The memory accelerated index can be parsed to a list of keys. The formula is as follows:
$$ List< pk>= getAllKeyInMemoryIndex(indexMap) $$
(15)
where pk is the constructed key and indexMap is the memory accelerated index.
The system updates the policies corresponding to all keys in the memory acceleration index when the system policy is changed. The pseudo code for the update algorithm is as follows:
Input: void
Output: void
1. funcation updateIndexMap()
2. arp←f(r) /*Get new rights policies*/
3. uap←getUserPolicy(u, arp) /* Assign policy to users*/
4. listPowerkey ← getAllKeyInMemoryIndex(indexMap) /* Obtain a list of keys */
5. for k to listPowerkey.size
6. pk←listPowerkey.get(k) /*Get ao, user from Powerkey*/
7. <ao, u, at>←analyseKey(pk) /*Get ao, user from Powerkey*/
8. ucp←getCurAP(ao, u, uap) /*Get user's access control policy*/
9. up←getAP(ao, ucp) /* Get access control rights */
10. indexMap←indexMap(pk, up)/* Update the memory acceleration index */
11. end for
12. return
13. end funcation
The process of getting permissions is as follows:
$$ {\displaystyle \begin{array}{l} up= indexMap(pk)\\ {}=\left\{\begin{array}{l} power,\kern0.75em indexMap(pk)\ne null\\ {}\mathrm{getAP}\Big(\mathrm{ao},\mathrm{getAP}\left(\mathrm{ao}, getCurAP\left( ao,u, getUserPolicy\left(u,f\left( dmp\left( data\mathrm{pro}\right)\right)\right)\right)\right), indexMap(pk)= null\end{array}\right.\end{array}} $$
(16)
In a WSNs big data system, user rights policy rarely changes once it is successfully configured [33, 34]. According to formula (16), the index relationship is relatively stable after the memory index is established, which greatly accelerates the efficiency and speed of access control in WSNs big data systems. It can be seen from formula (16) that the system can get rights when it only reads once from the memory index. So, the time complexity of the algorithm is O(n).

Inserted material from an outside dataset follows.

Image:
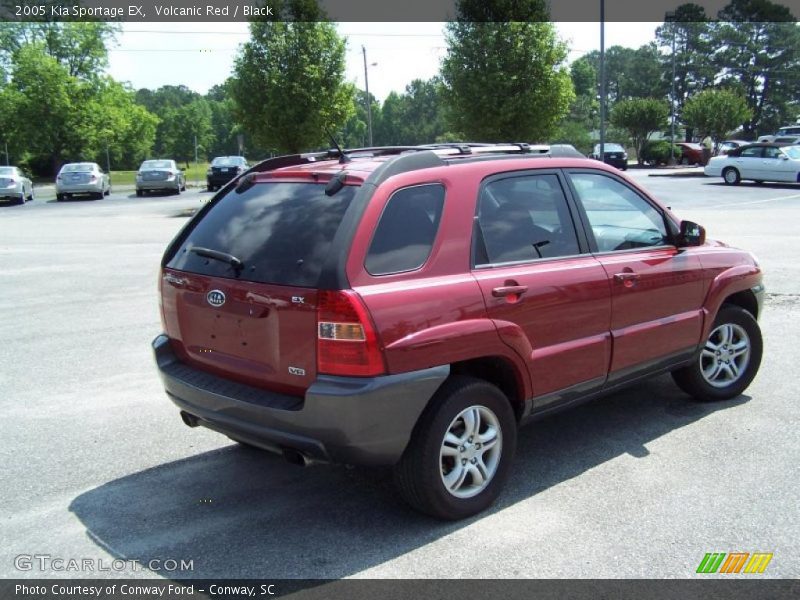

As can be seen from Fig. 3, the system builds a key based on User-Resource-Rights and accesses the memory index accelerator when the user accesses resources. If there is a User- Resource-Rights object corresponding to the key in the accelerator, the user will obtain the requested resources. Otherwise, the system obtains rights according to the logic of Fig. 1. The system re-reads the policy resource file, which is in json format, and converts it into a policy resource object when access control strategy is changed. The system also updates the memory index accelerator.
The specific method of building a key is as follows:
After receiving the user’s access request, the system parses the request to obtain the user who visited this time, the resources to be accessed this time, and the rights of this access. Adds the user of this visit, the resources to be accessed this time, and the rights of this visit to get the key.
The main features of the “value” object of the in-memory index accelerator include service information, service definition list, policy details related to the user, resource, and rights status of the current access. The first layer is service information, service definition list, and policy detail list. The service definition includes the name of the service, the basic configuration related to the service, the resource details, the access type, and the policy conditions. The policy details mainly include information about policy-related resources, policy visitor objects, negative policy details, access policies, and the Exception Access Policy details.